その先の言葉を心の奥で押し潰したような、険しい顔で自分の胸の上で拳を握りしめている。その痛いほどの気持ちに、楓は何も言えなかった。


「俺は……」


楓は言葉の続きを待った。


「……俺は、自分の母親を殺したんだ」


その言葉を、楓は一瞬信じられなかった。しかし、こんな時に言えるような冗談ではない。楓は戸惑いを隠せないまま聡に問う。


「どうして……?」


聡は何も答えなかった。

楓は覚悟を決めたように、ブランコから立ち上がり聡の正面へと立って言った。


「あなたも……自分のお母さんのために、消えようと思ったんですね?」


聡は俯いたまま無視を続けている。


「……私も、あなたと一緒です。私も、お母さんのために消えようと思ったんです」


楓の告白に、聡はようやく顔をあげて反応を示した。


「どういう意味だ?」


「私、誕生日の前日に『お前なんか生まなければよかった』ってお母さんに泣かれちゃって……あはは」


今思い出しても辛い記憶なのに、悲しみを通り越して笑みがこぼれた。


「私の両親は小さい頃に離婚しちゃって、母親が一人でここまで育ててくれたんです。でもやっぱり、色々苦労が絶えなかったらしくて、そのストレスを暴力に変えて私にぶつけて来たんです」



・・・・・・・・・・・・・・・・・・・・・・・・


その暴力が始まったのは、いつからだったのか覚えていない。


暗くて狭いアパートの一室で、母親の帰りをずっと待っていた。たとえ顔を合せる度にぶたれても、母親の顔を見るだけで嬉しかった。だから眠たい目をこすりながら母親の帰りを待った。

そんな幼少期の記憶。


「お母さん、今日はハンバーグ作ったの。お母さんみたいに上手に作れなかったけど……」


時計の針は夜の十時を回っていた。

冷めたハンバーグを盛り付けたお皿を、落とさないように両手で母親の元へ持っていく。

けれど返ってくる返事はいつもと一緒だった。


「いらない」


無理に食べさせようとすると殴られた。だから、いらないと言われた料理は仕方なく次の日の朝ごはんに食べた。

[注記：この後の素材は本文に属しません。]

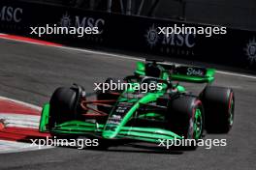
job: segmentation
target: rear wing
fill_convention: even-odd
[[[162,66],[163,71],[168,72],[172,80],[187,81],[194,83],[210,83],[214,80],[215,70],[194,66],[176,66],[167,64],[157,64]],[[137,63],[136,74],[145,75],[145,64]]]
[[[214,80],[215,70],[200,67],[179,66],[171,73],[172,80],[195,83],[210,83]]]

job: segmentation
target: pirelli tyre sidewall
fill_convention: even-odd
[[[228,133],[235,117],[233,89],[207,86],[201,94],[206,111],[206,129],[210,133]]]
[[[195,97],[180,96],[171,100],[167,114],[169,129],[185,139],[202,138],[205,113],[202,101]]]
[[[56,124],[75,119],[77,95],[71,88],[59,87],[54,91],[49,100],[49,129]]]

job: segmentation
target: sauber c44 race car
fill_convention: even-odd
[[[159,143],[159,139],[198,140],[205,129],[227,133],[233,126],[235,96],[231,88],[210,85],[214,73],[214,69],[156,60],[138,62],[134,74],[123,79],[130,88],[98,90],[96,100],[86,99],[84,89],[79,85],[57,88],[43,107],[39,128],[54,136],[97,137],[108,145],[117,139],[149,143]],[[195,96],[179,81],[207,86]],[[105,83],[110,82],[116,80],[108,78]],[[138,83],[161,87],[143,93],[133,88]]]

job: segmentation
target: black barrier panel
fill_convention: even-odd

それでも楓は遅くまで働いてくれている母のために料理を作り続けた。


「お母さん、今日は肉じゃが作ったんだけど……」


母親の顔色を窺いながらお鍋に入った肉じゃがを差し出した。


「ん、置いといて」


楓は嬉しそうに肉じゃがを温め直し、お皿に盛り付けた。そして数時間後空になったお皿を見て、些細な幸せに涙を流す日も少なくはなかった。


そんな小学生時代。


中学に入ってからは家事全般が楓の仕事となり、母親が帰って来ない日も度々あった。それでも、楓は料理を作り続けた。


「楓、ちょっといい?」


久しぶりの休日に、珍しく母は家でのんびり過ごしていた。

声を掛けられたこと自体が嬉しかった楓は、洗濯物を干していた手を止め、母親の元へ駆け寄った。


「どうしたの?お母さん」


「あんたに、新しいお父さんが出来るかもしれない」


恥ずかしそうに言う母の言葉に驚いたが、何よりも幸せそうなその表情に、楓は嬉しくて堪らなかった。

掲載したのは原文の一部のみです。